It’s been a long week since we first learned about the now infamous Spectre and Meltdown chip vulnerabilities. One of the issues with mitigating the danger these vulnerabilities pose is that they could result in serious performance degradation. In a blog post today, Google claimed their solutions resulted in no performance degradation across the different mitigation techniques they have developed.
The company’s Project Zero team discovered the chip vulnerabilities last year as it outlined in a blog post last week. As Google explained it, there are three variants here. The first two are known as Spectre and the third as Meltdown. The spooky nicknames just add to the drama of this entire event.
Every chip has a protected area which prevents one application from seeing what another is doing. This is by design to protect critical security information like usernames, passwords and encryption keys. These vulnerabilities have the potential to leave this information exposed if exploited correctly.
As Google so aptly pointed out, these vulnerabilities have been in place inside modern chips for 20 years. It’s worth noting that there hasn’t been a documented case of anyone exploiting these issues, but security experts point out, it would be difficult to track if it had happened.
With its head start on this issue — a luxury not every vendor had, by the way — the company was able to come up with solutions for Variants 1 and 3 as far back as September. With a large testbed of data, it reports neither customers nor internal users are experiencing any kind of perceptible performance degradation using Google’s platform or software services.
Of course, if your OS, browser or some other piece of the stack is causing slow-downs, it may not be attributable to Google or any cloud vendor, but it could slow you down just the same. Still, in their words, “No GCP customer or internal team has reported any performance degradation.” You don’t get much clearer than that.
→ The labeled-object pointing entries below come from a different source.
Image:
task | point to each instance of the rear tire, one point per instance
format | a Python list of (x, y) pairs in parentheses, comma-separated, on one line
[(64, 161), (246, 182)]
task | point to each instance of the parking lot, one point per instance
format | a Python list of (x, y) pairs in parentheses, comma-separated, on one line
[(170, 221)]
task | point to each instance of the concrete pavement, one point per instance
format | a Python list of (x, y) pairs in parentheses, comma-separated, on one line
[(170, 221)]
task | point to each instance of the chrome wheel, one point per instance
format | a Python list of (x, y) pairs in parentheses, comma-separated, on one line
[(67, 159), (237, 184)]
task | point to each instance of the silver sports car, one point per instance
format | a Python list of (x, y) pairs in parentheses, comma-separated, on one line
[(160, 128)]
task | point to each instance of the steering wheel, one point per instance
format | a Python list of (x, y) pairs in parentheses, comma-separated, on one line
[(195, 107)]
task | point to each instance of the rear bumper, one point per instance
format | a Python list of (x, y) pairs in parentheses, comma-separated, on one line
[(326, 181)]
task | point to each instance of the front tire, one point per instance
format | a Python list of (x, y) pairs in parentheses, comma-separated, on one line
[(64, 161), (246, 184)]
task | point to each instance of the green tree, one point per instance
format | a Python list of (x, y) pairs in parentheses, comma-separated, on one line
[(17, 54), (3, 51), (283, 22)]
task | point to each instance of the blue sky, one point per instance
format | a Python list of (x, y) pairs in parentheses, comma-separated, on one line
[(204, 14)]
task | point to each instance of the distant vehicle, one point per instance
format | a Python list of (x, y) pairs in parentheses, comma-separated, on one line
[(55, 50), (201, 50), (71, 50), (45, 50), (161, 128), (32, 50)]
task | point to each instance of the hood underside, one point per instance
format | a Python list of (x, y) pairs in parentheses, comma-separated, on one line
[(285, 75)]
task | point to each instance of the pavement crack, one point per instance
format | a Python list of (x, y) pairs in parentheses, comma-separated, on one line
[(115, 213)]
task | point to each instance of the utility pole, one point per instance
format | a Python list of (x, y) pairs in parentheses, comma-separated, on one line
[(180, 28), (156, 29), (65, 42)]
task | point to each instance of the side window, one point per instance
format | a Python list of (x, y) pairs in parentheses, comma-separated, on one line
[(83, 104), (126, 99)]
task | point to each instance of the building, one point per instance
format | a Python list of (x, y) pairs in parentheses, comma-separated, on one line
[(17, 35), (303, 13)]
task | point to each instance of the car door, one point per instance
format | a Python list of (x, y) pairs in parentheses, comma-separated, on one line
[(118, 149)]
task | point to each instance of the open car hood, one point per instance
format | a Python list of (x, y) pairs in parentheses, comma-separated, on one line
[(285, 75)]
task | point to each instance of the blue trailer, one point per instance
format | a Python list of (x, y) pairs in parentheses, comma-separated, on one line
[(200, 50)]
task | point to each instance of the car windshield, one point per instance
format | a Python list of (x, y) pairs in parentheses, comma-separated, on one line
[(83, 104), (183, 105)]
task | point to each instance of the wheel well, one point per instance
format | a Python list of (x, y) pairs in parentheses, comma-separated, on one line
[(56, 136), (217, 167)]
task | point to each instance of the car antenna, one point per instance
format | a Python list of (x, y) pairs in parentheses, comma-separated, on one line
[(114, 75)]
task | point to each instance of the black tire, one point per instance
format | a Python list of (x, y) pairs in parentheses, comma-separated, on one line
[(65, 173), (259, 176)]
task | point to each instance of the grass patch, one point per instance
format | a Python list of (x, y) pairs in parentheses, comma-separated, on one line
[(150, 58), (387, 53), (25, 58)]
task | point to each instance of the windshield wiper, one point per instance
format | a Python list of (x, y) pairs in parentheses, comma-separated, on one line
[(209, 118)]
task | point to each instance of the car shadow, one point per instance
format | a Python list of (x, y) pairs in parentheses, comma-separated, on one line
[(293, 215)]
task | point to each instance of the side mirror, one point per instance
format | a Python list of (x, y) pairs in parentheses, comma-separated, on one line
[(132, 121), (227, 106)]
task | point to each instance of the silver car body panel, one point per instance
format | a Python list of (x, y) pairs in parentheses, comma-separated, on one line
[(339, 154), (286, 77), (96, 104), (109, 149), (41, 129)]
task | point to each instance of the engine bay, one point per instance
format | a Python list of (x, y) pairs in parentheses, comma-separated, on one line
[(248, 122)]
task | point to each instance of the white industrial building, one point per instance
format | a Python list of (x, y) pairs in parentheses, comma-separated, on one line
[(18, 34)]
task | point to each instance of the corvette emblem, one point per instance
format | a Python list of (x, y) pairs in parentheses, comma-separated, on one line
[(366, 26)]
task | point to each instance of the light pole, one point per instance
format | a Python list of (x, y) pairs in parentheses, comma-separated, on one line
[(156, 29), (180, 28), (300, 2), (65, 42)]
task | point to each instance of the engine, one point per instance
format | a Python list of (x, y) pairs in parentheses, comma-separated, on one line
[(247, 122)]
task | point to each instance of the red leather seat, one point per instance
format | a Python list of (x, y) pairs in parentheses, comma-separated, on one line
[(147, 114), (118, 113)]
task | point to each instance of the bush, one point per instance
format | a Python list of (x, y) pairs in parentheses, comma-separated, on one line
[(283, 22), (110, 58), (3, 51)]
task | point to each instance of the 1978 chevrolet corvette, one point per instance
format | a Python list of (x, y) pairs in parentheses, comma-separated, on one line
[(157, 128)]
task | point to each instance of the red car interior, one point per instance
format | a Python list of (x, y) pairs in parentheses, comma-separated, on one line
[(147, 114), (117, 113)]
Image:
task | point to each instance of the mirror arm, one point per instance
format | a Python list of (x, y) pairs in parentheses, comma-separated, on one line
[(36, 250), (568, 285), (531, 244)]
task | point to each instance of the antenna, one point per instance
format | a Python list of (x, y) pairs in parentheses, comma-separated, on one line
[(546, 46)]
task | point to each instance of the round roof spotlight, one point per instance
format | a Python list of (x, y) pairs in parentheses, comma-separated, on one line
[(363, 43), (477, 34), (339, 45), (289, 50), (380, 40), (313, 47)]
Variant 2 proved to be much more challenging for the Google engineering team. For a time, the team believed the only way to protect against this exploit was to shut down speculative execution, the chip technique that was responsible for the problem. Finally, an engineer named Paul Turner from the Technical Infrastructure Group came up with a solution that came to be known as “Retpoline.”
As Google describes this, “With Retpoline, we could protect our infrastructure at compile-time, with no source-code modifications. Furthermore, testing this feature, particularly when combined with optimizations such as software branch prediction hints, demonstrated that this protection came with almost no performance loss.”
To its credit, the company has shared all of its research and solutions publicly, even going so far as open sourcing the Retpoline solution.
Earlier today, Intel announced it discovered some performance hits after implementing its own mitigation solutions at the chip level. The tests were run on Windows 7 and Windows 10, and the performance issues depended on which chip and which type of job you were running. Intel’s stock has taken a big hit since the announcement, in spite of the fact these issues affect almost all modern chips.
Google claims that they have had no performance complaints since implementing these solutions, a big win for customers. The fact they shared the solution publicly could be a big win for the industry at large.